После смерти жены он стал больше общаться с дочерью, сблизился с нею. Чужие чувства – всегда тайна, но мне кажется, что он любил свою дочь. В каком-то смысле она стала для него живым воплощением Бургундии. Я расскажу вам о женихах вашей матери, их было больше, чем можно представить, Карл ловко использовал перспективу брака со своей единственной наследницей в политических целях. Но многие подозревали, и я в их числе, что если бы он был жив, Мария бы так и не вышла замуж. Ведь к моменту его смерти ей было 20, это уже приличный возраст для невесты, тем более что к этому моменту он перебрал всех женихов Европы. Думаю, он просто не мог расстаться с Марией. Тем более что это означало не только отдать любимую дочь в руки чужому мужчине, но и свою обожаемую Бургундию, ибо муж Марии был потенциальным наследником бургундских земель.
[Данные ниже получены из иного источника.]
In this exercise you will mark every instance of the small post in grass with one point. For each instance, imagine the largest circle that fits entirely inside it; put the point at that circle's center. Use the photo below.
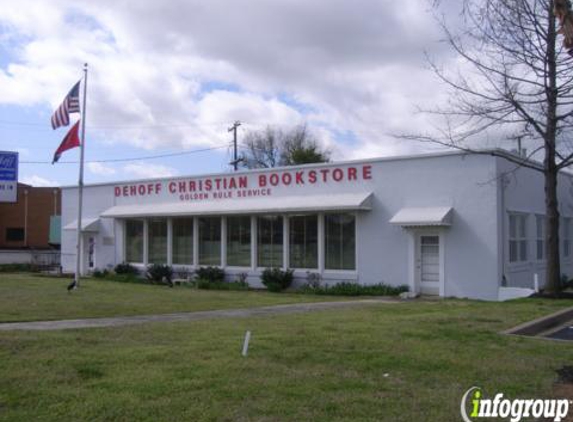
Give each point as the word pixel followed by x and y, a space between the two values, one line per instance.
pixel 246 343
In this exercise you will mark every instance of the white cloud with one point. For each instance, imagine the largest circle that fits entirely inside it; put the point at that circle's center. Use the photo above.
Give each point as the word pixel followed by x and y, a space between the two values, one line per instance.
pixel 148 171
pixel 100 169
pixel 156 68
pixel 38 181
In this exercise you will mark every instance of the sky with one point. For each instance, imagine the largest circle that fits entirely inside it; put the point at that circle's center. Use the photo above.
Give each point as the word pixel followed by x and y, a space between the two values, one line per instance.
pixel 172 76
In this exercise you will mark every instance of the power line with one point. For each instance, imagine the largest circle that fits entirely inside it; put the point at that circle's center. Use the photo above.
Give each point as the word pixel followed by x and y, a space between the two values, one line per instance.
pixel 123 160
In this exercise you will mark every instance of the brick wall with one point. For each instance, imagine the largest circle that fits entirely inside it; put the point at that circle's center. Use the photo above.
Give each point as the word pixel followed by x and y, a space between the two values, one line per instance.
pixel 39 203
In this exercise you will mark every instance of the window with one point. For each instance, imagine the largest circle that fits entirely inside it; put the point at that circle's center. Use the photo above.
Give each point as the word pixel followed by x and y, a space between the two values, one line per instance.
pixel 239 241
pixel 182 242
pixel 340 241
pixel 14 234
pixel 270 241
pixel 540 223
pixel 157 241
pixel 303 241
pixel 209 241
pixel 566 237
pixel 134 240
pixel 517 237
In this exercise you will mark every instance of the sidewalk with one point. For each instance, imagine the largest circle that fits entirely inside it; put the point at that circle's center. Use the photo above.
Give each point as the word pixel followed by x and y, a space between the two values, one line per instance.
pixel 189 316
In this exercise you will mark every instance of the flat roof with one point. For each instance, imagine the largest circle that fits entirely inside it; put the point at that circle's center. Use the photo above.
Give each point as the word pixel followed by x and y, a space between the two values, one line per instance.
pixel 484 152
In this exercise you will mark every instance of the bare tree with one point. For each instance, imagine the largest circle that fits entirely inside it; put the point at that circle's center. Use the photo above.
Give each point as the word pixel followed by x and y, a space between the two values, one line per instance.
pixel 515 76
pixel 274 147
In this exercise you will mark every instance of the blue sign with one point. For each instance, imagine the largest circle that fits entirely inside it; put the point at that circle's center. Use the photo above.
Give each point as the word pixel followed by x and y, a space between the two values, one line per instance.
pixel 8 176
pixel 8 166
Так получилось, что Мария росла в мужском окружении. Среди ее друзей детства были одни мальчики. Уже упомянутый мною Филипп, сын Адольфа де Равенштейна, ее ровесник, воспитывался вместе с ней. Он был честный, верный, милый, ее тень, рыцарь, слуга. Он любил ее преданной и неизменной любовью, хотя, конечно, абсолютно безнадежной. И дело было не только в его положении, но и в том, что Мария всегда считала его только другом, любила его, но исключительно сестринской любовью. (Маргарет почему-то подумала о Филиберте.) Он ни на что не рассчитывал, просто всегда был рядом. Он и женился в конце концов только через три года после гибели Марии.
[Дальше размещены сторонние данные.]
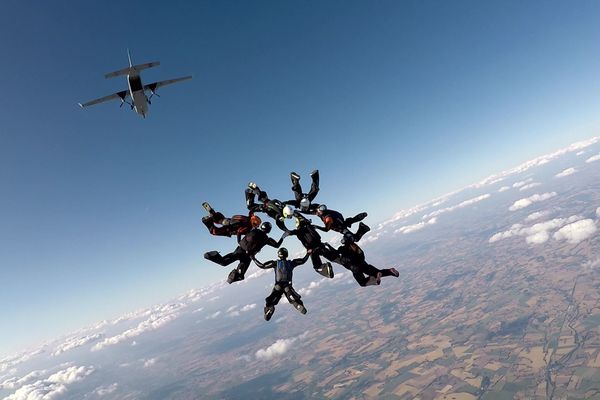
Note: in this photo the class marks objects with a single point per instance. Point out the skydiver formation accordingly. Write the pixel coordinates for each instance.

Их ровесник, двоюродный брат Иоганн II, сын Иоганна Клевского, нынешний герцог Клева, также рос при дворе. Вот уж кого я всегда терпеть не могла – шумный, хвастливый, наглый, он с детства интересовался только собой и своими желаниями. Его нельзя было усадить за книгу, он не любил учиться и так особо ничему и не выучился. Конечно, он был прекрасным наездником и обожал охоту, как и Мария, но это, пожалуй, было единственное, что их объединяло. Его отец страшно рассчитывал, что ему удастся породниться с Бургундским домом. При жизни герцога он боялся об этом даже заикнуться, зато после его внезапной смерти проявил редкую активность.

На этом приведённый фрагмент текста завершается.